Sam sighed as he grinned slyly and leaned toward her. “It was worth a late arrival, don’t you think?”
“Behave yourself,” she whispered, feigning displeasure.
“I love you,” he mouthed silently as he draped his hand over her legs and kissed her gently, his lips lingering on hers.
“I know and I’m very lucky,” she said quietly as she reached up and tenderly stroked his cheek with her right hand. As she did, she felt the cab slowing. Glancing forward through the windshield, she noted that they had entered an intersection and the cab driver was waiting for oncoming traffic to pass before making a left turn.
Sam leaned back on the seat, his right hand remaining over her legs as she turned her attention to her handbag lying on the seat to her right. She reached for it, intending to pull on her gloves when she felt the impact and Sam seemed to be ripped from her side in slow motion.
The next thing she knew, she was leaning over him on the pavement. She removed her coat and placed it under his head, holding his face in her hands and urging him to hang on as the wail of the sirens grew louder and louder. She never stopped talking to him, gently stroking his face and telling him how much she loved him, assuring him that everything would be fine as the paramedics carefully placed him on the gurney and lifted it into the ambulance, helping her up the steps so that she could remain by his side. She did not stop whispering in his ear until they reached the hospital and the paramedics forced her to remain in the waiting room while several medical personnel took control of the gurney and whisked Sam away from her.

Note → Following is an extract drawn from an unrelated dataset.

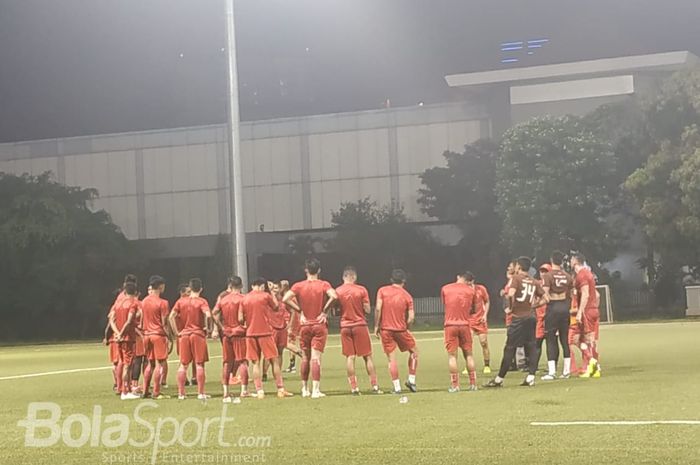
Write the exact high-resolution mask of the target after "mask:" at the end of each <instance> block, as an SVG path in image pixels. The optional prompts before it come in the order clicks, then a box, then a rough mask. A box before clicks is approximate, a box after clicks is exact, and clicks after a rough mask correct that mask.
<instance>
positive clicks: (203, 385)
mask: <svg viewBox="0 0 700 465" xmlns="http://www.w3.org/2000/svg"><path fill="white" fill-rule="evenodd" d="M189 288H190V294H189V296H187V297H182V298H180V300H178V301H177V302H176V303H175V305H174V306H173V311H172V312H170V317H169V318H170V326H171V328H173V330H174V331H178V329H177V328H178V321H179V322H180V325H181V328H182V329H180V330H179V331H178V332H177V335H178V344H179V350H180V367H179V368H178V370H177V388H178V399H179V400H184V399H185V398H186V396H185V381H187V367H188V366H189V364H190V363H192V362H194V363H195V365H196V373H197V399H199V400H206V399H208V398H209V397H210V396H208V395H207V394H205V393H204V382H205V381H206V375H205V372H204V363H205V362H207V361H209V350H208V348H207V335H209V334H211V321H212V319H211V310H209V304H208V303H207V301H206V300H204V299H203V298H202V297H200V294H201V293H202V290H203V286H202V280H201V279H199V278H192V279H190V283H189Z"/></svg>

“No, no,” she repeated over and over when hospital staffers asked her repeatedly if she was sure there wasn’t someone they should call to come and stay with her in the waiting room. “No. No one. All of our family live out of state. I’ll call them later after I see Sam,” she insisted. “I don’t want to alarm them unnecessarily.”
She still would not provide them with the name and telephone number of someone they should call to accompany her home after they let her sit with Sam’s body. The social worker who had informed her that Sam would not be going home with her and accompanied her into the room where the medical personnel had tried desperately – but unsuccessfully – to revive him had practically demanded that she either provide a name or remain at the hospital herself to rest and recover from the shock. Still she refused. All she wanted to do was go home. There she would figure out what needed to be done and who needed to be called, she explained.
Eventually, the social worker relented and summoned a police officer and chaplain to drive her back to their building and escort her into their apartment. After greeting Arnie and searching the premises to assure that nothing was amiss, they finally took their leave after providing her with several telephone numbers to call if she felt that she needed assistance.
It was 2:00 a.m. A new year had begun but not in the way she and Sam had planned.
Her parents, Sam’s parents, her sister . . . they would all be asleep by now, she told herself, unable to face the task of dialing their numbers and telling them about the accident.
So she went to the refrigerator and retrieved the champagne that she had purchased a few days earlier — just in case Sam convinced her to stay at home instead of going to the party. Just for fun, she had also bought a couple of silly hats, noisemakers, and some confetti, knowing that Sam would try to beg off going out and want to celebrate quietly at home, alone with her and Arnie.
She popped open the champagne, blew bitterly into one of the noisemakers, and threw some streamers around the room as she sat down on the floor next to Arnie and began drinking the champagne right out of the bottle. Arnie stared at her questioningly in his perpetually forlorn manner as if to ask, “Where is he?”
“He’s not coming home, Arnie,” she cried. “He’s not coming back to us.” She repeated the words, “He’s gone, Arnie,” over and over, drinking the champagne to numb her pain between the sobs that wracked her entire body as she wished she had let him convince her to crawl back into bed with him instead of insisting that they go to the party.